Last week, Peter Fleischer blogged about a new law being considered in France that would legislate “the right to be forgotten.” As Peter described it, the proposed law would provide for a broader right for individuals to insist on deletion of their personal information and would require organizations to delete personal information after a specified length of time or when requested by the individual concerned. I wish we had a law like that here.
This week, three developments made me think more about the “right to be forgotten,” or even just the right to change our mind in the cloud. The first was that the Library of Congress announced that it would be archiving all tweets from Twitter. As a privacy advocate, I was initially appalled to read that the LOC would archive tweets without the express permission of the authors, but then I thought about how our emails to the government and other communications are already archived and publicly available from other agencies. Was this the same thing, or is it different? On some level, it makes sense and seems appropriate that our communications with our elected legislators should be retained and part of a public record. But what about personal tweets? When narcissists post every detail of their boring little lives such as what color toenail polish they are wearing, is this really a matter to be archived forever? Maybe the narcissists have no problem with their every word being archived and sociologists studying our culture may find it important and fascinating, but what about the average person? Over on MichaelZimmer.org, Mike raises some good questions about this whole situation. At least Twitter allows users to delete their tweets and there is a 6-month delay before tweets are provided to the LOC.
But what about when users cannot delete their material? Although there are some mechanisms for removing material from Google, the methods are often unwieldy or impossible, such as when Deja News used to require you to send a removal request from the same email address you used to post a usenet article — even if you no longer had that email account. How many people still have material by them or about them on the Internet that they cannot remove or get removed? So yes, we warn our children to be careful about what they post as it may come back to haunt them when they apply to college or for a job, etc., but do we need legislation that guarantees us the right to have our material removed — the right to change our mind?
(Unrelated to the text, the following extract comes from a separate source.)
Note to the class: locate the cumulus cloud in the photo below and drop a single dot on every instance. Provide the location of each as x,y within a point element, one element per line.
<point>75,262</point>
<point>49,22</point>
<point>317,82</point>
This week, Kevin Poulsen of Threat Level described a case in which the FBI was able to obtain evidence against a spammer because the spammer used Google Docs and the FBI served Google with a warrant for files. The spammer seemingly has no one to blame but himself since he chose to store files in the cloud and Google’s policies are fairly clear about complying with lawful requests for information. Google Docs also allows users to delete documents, and they say that all copies are deleted — including from backup servers — after 30 days.
But not all cloud services guarantee that your material will be completely deleted. A few days ago, I received an email from someone who prefers to remain anonymous for now. He sent me correspondence between himself and Scribd about their document deletion policies and practices. According to statements by their Director of Community Support, if a user requests deletion of a file, the file is deleted and even the file name cannot be found in a search. BUT: the file remains on Scribd’s backup system and is not deleted from there:
Deleted documents are fully removed from the Scribd system, and are not accessible by the public or Scribd’s support staff. However, deleted documents still exist in secure backups that can be accessed in certain legal situations. System backups are an industry standard practice.
Having tried to wade through Scribd’s privacy policy and API, etc., I did not find any clear statement that alerted users to this possibility. So I have sent Scribd some questions, including:
- Where in scribd’s various privacy policies, API, and terms of use does it specifically tell users that anything they upload may be retained forever even if they delete it?
- Other cloud applications, such as Google Docs, do remove residual files completely — including backups — after 30 days. Why is scribd not willing to do this?
- Under what conditions does scribd require an actual court-approved warrant to produce files or information that reside only on the backup server?
- Does Scribd attempt to contact a user to tell them that there has been a request or a subpoena for their information or files so that they can attempt to quash it?
If I get any answers, I’ll post them.
In the meantime, and until such time as Congress legislates a right to change our mind or a right to be forgotten, think carefully about what cloud services you use and investigate whether they allow you to fully and permanently delete any material you upload to their service.